When I spoke with Alvarez, he had nothing negative to say about Pettis and called him a great fighter. However, he believes that Pettis struggles most when he is pressured — as new champion Rafael Dos Anjos did last March — and is taken down.
Alvarez knows that his pressuring style and strong wrestling are two of his best attributes, so he believes he can give Pettis some problems and take it from him. Pettis has said he’s focused on improving his wrestling, and if he’s feeling refreshed, healed, improved, he’s hard for anyone to beat.
Pettis is sharper and more technical on the feet with his strikes. Alvarez can take a licking and hurt anyone with his punches, however.
On the ground, Pettis is slick off of his back, but Alvarez has solid pressure and ground strikes.
Pettis needs to take control of the ring and tempo, from the start, while using footwork to start his takedown defense, early. If he can do all that, he has the accuracy to touch Alvarez up on the feet.

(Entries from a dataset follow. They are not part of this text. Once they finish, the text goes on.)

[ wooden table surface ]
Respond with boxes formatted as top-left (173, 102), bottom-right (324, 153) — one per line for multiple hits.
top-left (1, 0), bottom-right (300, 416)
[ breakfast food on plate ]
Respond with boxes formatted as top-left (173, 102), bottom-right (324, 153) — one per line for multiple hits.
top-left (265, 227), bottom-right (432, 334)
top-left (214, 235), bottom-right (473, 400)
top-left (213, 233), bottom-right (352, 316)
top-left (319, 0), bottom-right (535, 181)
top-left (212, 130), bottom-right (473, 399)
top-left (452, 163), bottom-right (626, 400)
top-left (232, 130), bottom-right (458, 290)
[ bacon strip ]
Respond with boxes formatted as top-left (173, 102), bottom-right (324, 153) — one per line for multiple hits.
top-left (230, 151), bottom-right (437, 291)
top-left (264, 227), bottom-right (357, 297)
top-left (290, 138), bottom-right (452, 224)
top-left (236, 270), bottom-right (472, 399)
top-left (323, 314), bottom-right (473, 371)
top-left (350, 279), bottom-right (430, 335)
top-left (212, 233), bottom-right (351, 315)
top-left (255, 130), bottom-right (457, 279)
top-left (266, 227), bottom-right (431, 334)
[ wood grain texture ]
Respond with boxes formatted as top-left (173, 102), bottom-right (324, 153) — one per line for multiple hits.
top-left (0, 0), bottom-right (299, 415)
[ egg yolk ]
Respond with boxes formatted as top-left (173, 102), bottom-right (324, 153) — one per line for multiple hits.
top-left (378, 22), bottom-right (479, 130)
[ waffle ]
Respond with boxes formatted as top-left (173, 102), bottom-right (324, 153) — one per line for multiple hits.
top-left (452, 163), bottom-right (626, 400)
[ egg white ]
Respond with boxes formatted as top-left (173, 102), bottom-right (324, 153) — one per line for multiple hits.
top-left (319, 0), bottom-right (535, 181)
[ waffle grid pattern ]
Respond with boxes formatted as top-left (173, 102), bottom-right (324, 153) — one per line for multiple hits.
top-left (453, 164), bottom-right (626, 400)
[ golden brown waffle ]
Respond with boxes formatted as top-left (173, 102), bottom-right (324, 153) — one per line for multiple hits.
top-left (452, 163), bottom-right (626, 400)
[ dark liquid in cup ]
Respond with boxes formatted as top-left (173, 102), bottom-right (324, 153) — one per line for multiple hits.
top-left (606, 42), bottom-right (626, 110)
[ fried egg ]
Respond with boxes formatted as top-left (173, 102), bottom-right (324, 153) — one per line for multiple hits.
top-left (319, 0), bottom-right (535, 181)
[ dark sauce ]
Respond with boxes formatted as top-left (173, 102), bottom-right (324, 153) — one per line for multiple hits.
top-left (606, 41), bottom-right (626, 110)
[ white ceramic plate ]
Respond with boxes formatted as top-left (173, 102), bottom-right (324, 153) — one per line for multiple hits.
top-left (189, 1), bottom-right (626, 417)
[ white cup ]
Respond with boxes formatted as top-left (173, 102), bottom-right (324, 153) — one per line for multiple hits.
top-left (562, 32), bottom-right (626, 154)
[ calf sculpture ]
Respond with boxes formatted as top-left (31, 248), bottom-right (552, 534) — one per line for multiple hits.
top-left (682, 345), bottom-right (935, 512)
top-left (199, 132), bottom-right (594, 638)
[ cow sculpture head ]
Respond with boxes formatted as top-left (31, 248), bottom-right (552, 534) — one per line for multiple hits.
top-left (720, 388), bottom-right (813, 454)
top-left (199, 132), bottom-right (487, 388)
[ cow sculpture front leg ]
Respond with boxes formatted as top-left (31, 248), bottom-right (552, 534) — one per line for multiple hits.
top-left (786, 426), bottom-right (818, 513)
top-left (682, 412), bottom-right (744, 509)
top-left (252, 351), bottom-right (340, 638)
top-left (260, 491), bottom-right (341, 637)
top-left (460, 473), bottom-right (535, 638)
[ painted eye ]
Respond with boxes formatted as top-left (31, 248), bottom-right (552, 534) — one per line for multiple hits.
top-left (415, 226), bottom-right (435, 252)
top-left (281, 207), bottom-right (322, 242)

If he hesitates for a milisecond, however, Alvarez will be all over him, making it a scrap.
Prediction: Pettis by decision
Travis Browne (17-3-1) vs. Matt Mitrione (9-4)
It is a good bet that both of these athletic big men will bounce around, coiled up, before springing and smashing into action. Either could knock the other out with their hands.
Mitrione has said he regrets going for a takedown the way he did in his last loss when it lead to a submission, but if he’s continued to work on that, mixing in blast-double-leg takedowns in with big punches, here could work well.
Browne is tough, tall, long and has great defensive wrestling. This is anyone’s fight and we’re betting that the first guy to find the chin, temple, or back of the other’s head, first, will get the stoppage victory.
With that said, I like Mitrione’s foot speed here. I think he’ll be able to close the distance well and connect with a big shot.
Prediction: Mitrione by first-round TKO
Ross Pearson (20-9-1) vs. Francisco Trinaldo (18-4)
Pearson is the more known and well-respected veteran, here, but Trinaldo has looked fantastic in his last four fights, beating very good opposition. Pearson is a slick and powerful puncher.
Trinaldo is getting more comfortable striking on his feet, but is a great grinder in the clinch, with excellent jiu-jitsu on the ground. Trinaldo has looked a tad better, of late, and could get the win if he mixes his grappling in well.
Prediction: Trinaldo by decision
Patrick Cote (23-9) vs. Ben Saunders (19-6-2)
Love this fight. Cote is a tough-as-nails former world-title veteran who has fought at the highest levels at three different weight classes. He’s got pop in his hands and also has solid wrestling and ground ability.
Saunders is huge for a welterweight, is nasty in the clinch and very dangerous off his back with his Eddie Bravo-honed guard skills.
Prediction: Saunders by third-round submission
Tim Boetsch (18-9) vs. Ed Herman (23-11-1)
These two middleweights are going up to light heavyweight, Sunday. For Boetsch, the move is likely temporary.
He wanted a stay-busy bout. Herman, however, may end up staying put at light heavyweight.
For what it’s worth, he looked lean at weigh-ins at 204.5 pounds. Without the cut to middleweight, we bet both men will have plenty of energy, Sunday.
Boetsch seems to have crazy brute strength. Herman, however, is rangy and has good length, wrestling and underrated submissions.
I think Herman wants to be able to keep Boetsch away and off of him, and/or time takedown entries well to put the fireplug on his back. Boetsch is not easy to take down, however, as a former collegiate wrestler.
If Herman’s hands are sharp, and his lateral foot movement on-point, he could touch and score his way to a decision. We think it will be a bit tough to keep Boetsch off of him, however.